Let me put this into perspective. While recently reading the book Predictive Analytics by Eric Siegel, I learned about the research of Larry Smarr, the director of a University of California-based research center, who is “tracking all bodily functions, including the scoop on poop, in order to form a working computational model of the body as an ecosystem.” Smarr asks and answers:
Have you ever figured how information-rich your stool is? There are about 100 billion bacteria per gram. Each bacterium has DNA…This means that human stool has a data capacity of 100,000 terabytes of information stored per gram.

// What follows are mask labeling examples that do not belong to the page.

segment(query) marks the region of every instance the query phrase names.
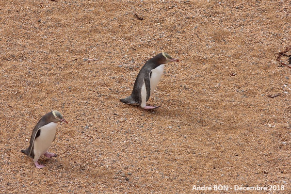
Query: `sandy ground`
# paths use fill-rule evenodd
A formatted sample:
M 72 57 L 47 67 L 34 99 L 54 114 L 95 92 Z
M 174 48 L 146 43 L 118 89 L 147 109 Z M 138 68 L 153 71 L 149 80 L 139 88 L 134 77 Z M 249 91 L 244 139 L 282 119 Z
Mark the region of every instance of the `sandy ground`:
M 0 0 L 0 193 L 291 193 L 291 68 L 276 61 L 291 12 L 287 0 Z M 161 107 L 121 103 L 162 51 L 180 62 L 148 102 Z M 19 151 L 53 110 L 69 124 L 38 169 Z

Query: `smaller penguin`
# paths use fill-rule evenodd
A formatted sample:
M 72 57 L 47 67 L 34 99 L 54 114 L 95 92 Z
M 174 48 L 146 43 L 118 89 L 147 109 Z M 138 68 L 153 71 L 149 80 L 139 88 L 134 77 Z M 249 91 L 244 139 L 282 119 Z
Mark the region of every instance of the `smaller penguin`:
M 37 162 L 43 155 L 48 158 L 57 157 L 56 154 L 47 151 L 56 139 L 57 123 L 59 122 L 68 123 L 58 111 L 53 111 L 43 116 L 32 130 L 29 147 L 21 150 L 21 152 L 32 158 L 38 168 L 46 166 L 39 164 Z
M 164 65 L 168 62 L 178 61 L 165 52 L 159 53 L 146 61 L 136 77 L 131 95 L 125 98 L 120 99 L 120 101 L 126 104 L 139 105 L 146 110 L 160 107 L 161 106 L 146 105 L 146 102 L 160 81 L 163 73 Z

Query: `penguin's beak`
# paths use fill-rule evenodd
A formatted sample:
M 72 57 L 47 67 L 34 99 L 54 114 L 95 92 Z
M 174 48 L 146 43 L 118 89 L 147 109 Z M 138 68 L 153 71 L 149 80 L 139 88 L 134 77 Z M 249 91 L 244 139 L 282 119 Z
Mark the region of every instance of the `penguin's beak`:
M 68 123 L 67 121 L 66 121 L 63 118 L 63 119 L 60 119 L 59 120 L 60 120 L 61 121 L 61 122 L 62 122 L 63 123 Z
M 171 61 L 171 62 L 179 62 L 179 60 L 177 59 L 172 58 L 171 59 L 169 59 L 169 61 Z

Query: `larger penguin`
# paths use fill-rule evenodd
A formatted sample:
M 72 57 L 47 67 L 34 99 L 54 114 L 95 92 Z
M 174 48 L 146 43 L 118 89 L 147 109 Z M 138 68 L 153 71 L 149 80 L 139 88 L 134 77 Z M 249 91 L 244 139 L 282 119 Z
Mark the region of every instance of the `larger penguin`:
M 146 61 L 136 77 L 131 95 L 121 99 L 120 101 L 126 104 L 138 104 L 146 110 L 160 107 L 161 106 L 146 105 L 146 102 L 160 81 L 164 65 L 168 62 L 178 61 L 165 52 L 159 53 Z
M 39 164 L 37 162 L 43 155 L 48 158 L 57 156 L 56 154 L 47 151 L 56 139 L 57 123 L 59 122 L 68 123 L 58 111 L 53 111 L 43 116 L 32 130 L 29 147 L 21 150 L 21 152 L 32 158 L 35 166 L 38 168 L 45 166 Z

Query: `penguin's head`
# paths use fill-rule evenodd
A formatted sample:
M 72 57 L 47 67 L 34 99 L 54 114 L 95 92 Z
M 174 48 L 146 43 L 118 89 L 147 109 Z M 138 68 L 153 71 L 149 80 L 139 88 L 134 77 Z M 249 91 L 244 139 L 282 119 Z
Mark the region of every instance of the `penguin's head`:
M 61 113 L 57 111 L 52 111 L 51 113 L 54 116 L 54 118 L 52 118 L 53 122 L 57 123 L 58 122 L 63 122 L 63 123 L 68 123 L 68 122 L 63 118 L 63 115 Z
M 162 52 L 162 55 L 163 56 L 163 60 L 165 61 L 165 64 L 168 62 L 178 62 L 179 60 L 177 59 L 174 59 L 170 56 L 168 53 L 166 53 L 165 52 Z

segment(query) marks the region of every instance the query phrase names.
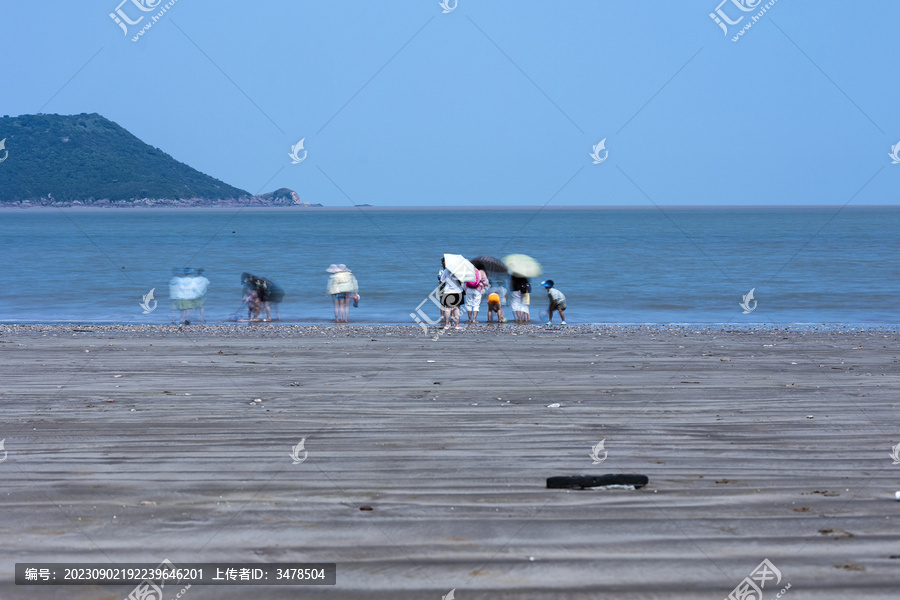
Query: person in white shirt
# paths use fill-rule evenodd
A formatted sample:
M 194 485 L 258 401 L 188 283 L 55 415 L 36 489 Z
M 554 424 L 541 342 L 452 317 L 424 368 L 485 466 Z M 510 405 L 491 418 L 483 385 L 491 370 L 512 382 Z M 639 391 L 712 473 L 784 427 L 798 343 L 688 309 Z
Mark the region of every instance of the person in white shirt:
M 328 277 L 328 293 L 334 303 L 334 322 L 349 323 L 350 301 L 353 300 L 357 305 L 359 303 L 359 283 L 347 265 L 332 264 L 325 271 L 331 273 Z
M 447 263 L 443 258 L 438 279 L 441 282 L 441 313 L 444 319 L 444 329 L 450 329 L 451 321 L 457 329 L 462 329 L 459 326 L 459 306 L 463 303 L 465 292 L 459 279 L 447 268 Z
M 187 279 L 187 294 L 190 308 L 200 309 L 200 322 L 205 323 L 203 305 L 206 304 L 206 290 L 209 288 L 209 279 L 203 276 L 203 269 L 189 269 L 190 277 Z
M 547 290 L 547 298 L 550 299 L 550 308 L 547 312 L 549 312 L 549 316 L 547 317 L 547 325 L 553 324 L 553 311 L 557 311 L 559 313 L 559 318 L 562 319 L 562 324 L 566 324 L 566 315 L 563 312 L 566 310 L 566 295 L 560 292 L 558 289 L 553 287 L 553 280 L 548 279 L 547 281 L 541 283 L 542 286 Z

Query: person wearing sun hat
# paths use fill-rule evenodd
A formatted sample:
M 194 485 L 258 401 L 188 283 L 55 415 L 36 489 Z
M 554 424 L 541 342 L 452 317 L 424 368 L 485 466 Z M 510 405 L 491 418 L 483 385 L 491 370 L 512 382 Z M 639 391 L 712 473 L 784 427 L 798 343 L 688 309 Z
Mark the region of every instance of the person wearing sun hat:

This is fascinating. I’m not being sarcastic; it really is. I think Smarr’s research is worthwhile. I don’t think, however, that everyone should continuously save what we contribute to the toilet, convert its contents into data, and then store that data for the rest of our lives. If we did, we would become quite literally buried in shit. Not all data is of equal importance.
The authors the book Big Data: A Revolution That Will Transform How We Live, Work, and Think, in a thoughtful moment of clarity, included the following note of realism:
What we are able to collect and process will always be just a tiny fraction of the information that exists in the world. It can only be a simulacrum of reality, like the shadows on the wall of Plato’s cave. (p. 197)
This is beautifully expressed and absolutely true. Data exists in a potentially infinite supply. Given this fact, wouldn’t it be wise to determine with great care what we collect, store, retain, and mine for value? To the extent that more people are turning to data for help these days, learning to depend on evidence rather than intuition alone to inform their decisions, should we accept the Big Data campaign as helpful? We can turn people on to data without claiming that something miraculous has changed in the data landscape over the last few years. The benefits of data today are the same benefits that have always existed. The skills that are needed to tap this potential have changed relatively little over the course of my long career. As data continues to increase in volume, velocity, and variety as it has since the advent of the computer, its potential for wise use increases as well, but only if we refine our ability to separate the signals from the noise. More does not trump better. Without the right data and skills, more will only bury us.